Reportagens na Economist sobre o chamado efeito de momento (ou momentum) nos mercados de capitais:

http://www.economist.com/node/17851295?story_id=17851295

http://www.economist.com/node/17848665

Na literatura acadêmica, o efeito (ou anomalia) de momentum nos mercados de capitaise refere-se ao fenômeno de continuação de tendências de curto prazo nos preços de ações. Quando ações são ordenadas pelo retorno acumulado em um intervalo de alguns meses até um ano, as ações ganhadoras, que tiveram maior retorno neste intervalo, tendem a continuar ganhando nos próximos meses, enquanto as perdedoras, que tiveram o pior retorno no período de ordenamento, tendem a continuar performando mal. Um investidor poderia formar uma carteira caixa-neutra, comprando as ganhadoras e vendendo as perdedoras. Nos mercados desenvolvidos (EUA/Europa), essa estratégia  geraria um retorno da ordem de 10% anualizado, o que é bem alto para o padrão de lá. No Brasil, creio que essa estratégia não funciona tão bem.
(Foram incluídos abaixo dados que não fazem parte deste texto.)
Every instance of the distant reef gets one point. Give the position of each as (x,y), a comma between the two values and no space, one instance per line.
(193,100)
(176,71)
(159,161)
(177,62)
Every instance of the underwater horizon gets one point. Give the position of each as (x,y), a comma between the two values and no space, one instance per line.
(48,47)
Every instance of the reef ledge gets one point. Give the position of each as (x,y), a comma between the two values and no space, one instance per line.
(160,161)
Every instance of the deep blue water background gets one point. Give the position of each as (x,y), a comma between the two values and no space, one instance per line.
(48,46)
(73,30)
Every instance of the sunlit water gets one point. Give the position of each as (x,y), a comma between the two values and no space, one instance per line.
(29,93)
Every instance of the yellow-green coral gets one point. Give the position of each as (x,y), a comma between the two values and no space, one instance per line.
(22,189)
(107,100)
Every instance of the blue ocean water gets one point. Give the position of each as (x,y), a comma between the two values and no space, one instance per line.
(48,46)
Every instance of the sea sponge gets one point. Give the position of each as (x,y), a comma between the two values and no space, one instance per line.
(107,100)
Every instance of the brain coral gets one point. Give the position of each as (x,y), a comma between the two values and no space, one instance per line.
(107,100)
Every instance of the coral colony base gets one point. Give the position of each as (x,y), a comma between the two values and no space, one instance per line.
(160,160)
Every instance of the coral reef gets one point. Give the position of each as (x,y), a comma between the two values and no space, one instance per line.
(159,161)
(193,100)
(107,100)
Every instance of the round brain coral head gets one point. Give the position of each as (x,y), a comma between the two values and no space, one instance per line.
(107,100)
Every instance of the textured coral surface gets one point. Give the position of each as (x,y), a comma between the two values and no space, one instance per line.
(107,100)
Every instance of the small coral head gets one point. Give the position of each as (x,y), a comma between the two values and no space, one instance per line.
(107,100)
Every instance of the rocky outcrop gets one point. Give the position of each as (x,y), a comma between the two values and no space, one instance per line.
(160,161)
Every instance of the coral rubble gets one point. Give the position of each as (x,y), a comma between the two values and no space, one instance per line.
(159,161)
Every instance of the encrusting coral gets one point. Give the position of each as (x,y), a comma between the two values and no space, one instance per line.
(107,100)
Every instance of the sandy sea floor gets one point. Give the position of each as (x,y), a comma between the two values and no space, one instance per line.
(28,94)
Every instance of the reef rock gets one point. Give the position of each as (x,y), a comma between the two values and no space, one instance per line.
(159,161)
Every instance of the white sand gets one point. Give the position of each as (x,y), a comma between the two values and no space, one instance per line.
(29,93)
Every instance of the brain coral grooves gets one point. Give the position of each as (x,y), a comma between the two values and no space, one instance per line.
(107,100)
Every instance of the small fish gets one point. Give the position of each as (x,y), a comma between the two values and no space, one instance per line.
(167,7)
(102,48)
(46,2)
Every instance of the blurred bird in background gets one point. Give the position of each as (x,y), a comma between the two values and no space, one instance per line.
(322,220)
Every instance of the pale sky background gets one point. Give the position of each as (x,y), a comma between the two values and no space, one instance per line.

O fenômeno de momentum é um desafio para a teoria de finanças, particularmente a visão do mercado eficiente, segundo a qual os preços em qualquer momento refletem toda a informação disponível, e qualquer informação nova é assimilada imediatamente. Se as ações que mais subiram nos últimos 6 meses, por exemplo, sempre performassem melhor nos próximos meses, a teoria diz que os investidores começariam a comprá-las sempre um pouco antes, para explorar a arbitragem, até que a anomalia desaparecesse. Mas isso não aconteceu. O retorno da estratégia também não pode ser explicado por argumentos de risco, nem (completamente) por fricções no mercado como custos operacionais.

No meu artigo de 2008, descobri que a estratégia não dava retornos ajustados a risco significantes após a explosão da bolha da internet em 2000 (os dados do artigo vão até 2006). Preciso atualizá-lo para ver o que acontece no período mais recente, que contém a explosão de outra bolha. O que me falta é tempo.